Thekla. [Goes over to him toward the left.] Yes.

Gustav. And a minute ago you loved me? Is that really so?

Thekla. It is.

Gustav. Do you know what you are, then?

Thekla. You despise me?

Gustav. No, I pity you. It’s a characteristic—I don’t say a defect, but certainly a characteristic—that is very fatal, by reason of its results. Poor Thekla! I don’t know—but I almost think that I’m sorry for it, although I’m quite innocent—like you. But anyway, it’s perhaps all for the best that you’ve now got to feel what I felt then. Do you know where your husband is?

Thekla. I think I know now. [She points to the right.] He’s in your room just here. He has heard everything, seen everything, and you know they say that he who looks upon his vampire dies.

SCENE VIII

[ADOLF appears, on the right, deadly pale, a streak of blood on his left cheek, a fixed expression in his eyes, white foam on his mouth.]

Gustav. [Moves back.] No, here he is—settle with him now! See if he’ll be as generous to you as I was. Good-bye. [He turns to the left, stops after a few steps, and remains standing.]

Thekla. [Goes toward ADOLF with outstretched arms.] Adolf! [ADOLF sinks down in his chair by the table on the left. THEKLA throws herself over him and caresses him.] Adolf! My darling child, are you alive? Speak! Speak ! Forgive your wicked Thekla! Forgive me ! Forgive me! Forgive me! Little brother must answer. Does he hear? My God, he doesn’t hear me! He’s dead! Good God! O my God! Help! Help us!

Gustav. Quite true, she loves him as well—poor creature!

[Curtain]

THE STRONGER WOMAN

CHARACTERS

MRS. X., actress, married.

MISS Y., actress, unmarried.

SCENERY

A nook in a ladies’ café; two small tables, a red plush sofa and some chairs.

MRS. X. enters in winter dress, in a hat and cloak, with a light Japanese basket over her arm.

MISS Y. sits in front of an unfinished bottle of beer and reads an illustrated, paper, which she subsequently exchanges for another.

Mrs. X. How are you, my dear Millie? You look awfully lonely, at this gay time of year, sitting here all by yourself, like a poor bachelor girl.

Miss Y. [Looks up from her paper, nods and continues her reading.]

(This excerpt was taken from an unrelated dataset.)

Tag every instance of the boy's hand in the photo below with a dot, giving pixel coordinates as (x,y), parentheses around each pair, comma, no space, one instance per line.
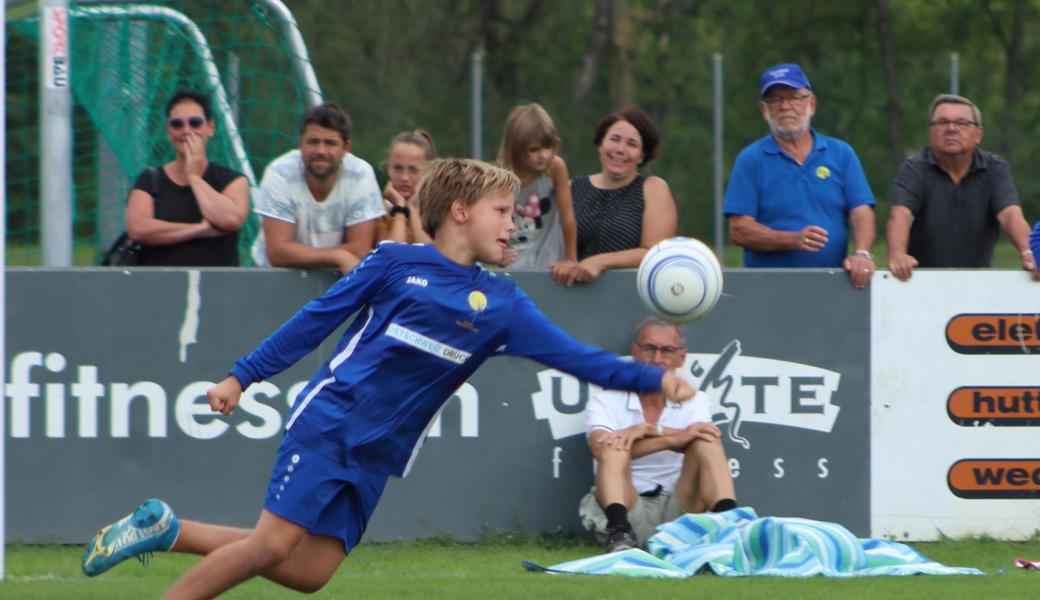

Mrs. X. It makes me really quite sorry to look at you. All alone at a café when all the rest of us are having such a good time of it! It reminds me of how I felt when I saw a wedding party once, in a Paris restaurant, and the bride sat and read a comic paper while the bridegroom played billiards with the witnesses. If they begin like this, I said to myself, how will they go on, and how will they end? Fancy! He was playing billiards on the night of his wedding—and she was reading an illustrated paper! Oh, well, but you are not quite in the same box! [Waitress enters, puts a cup of chocolate in front of MRS. X., and exit.] I say, Millie, I’m not at all sure that you wouldn’t have done better to have kept him. If you come to think of it, I was the first to ask you to forgive him at the time. Don’t you remember? Why, you could have been married now, and have had a home! Do you remember how delighted you were at

Christmas when you stayed with your fiance’s people in the country? You were quite enthusiastic over domestic happiness and quite keen on getting away from the theater. After all, my dear Amelia, there’s nothing like home, sweet home—after the profession, of course!—and the kids. Isn’t it so? But you couldn’t understand that!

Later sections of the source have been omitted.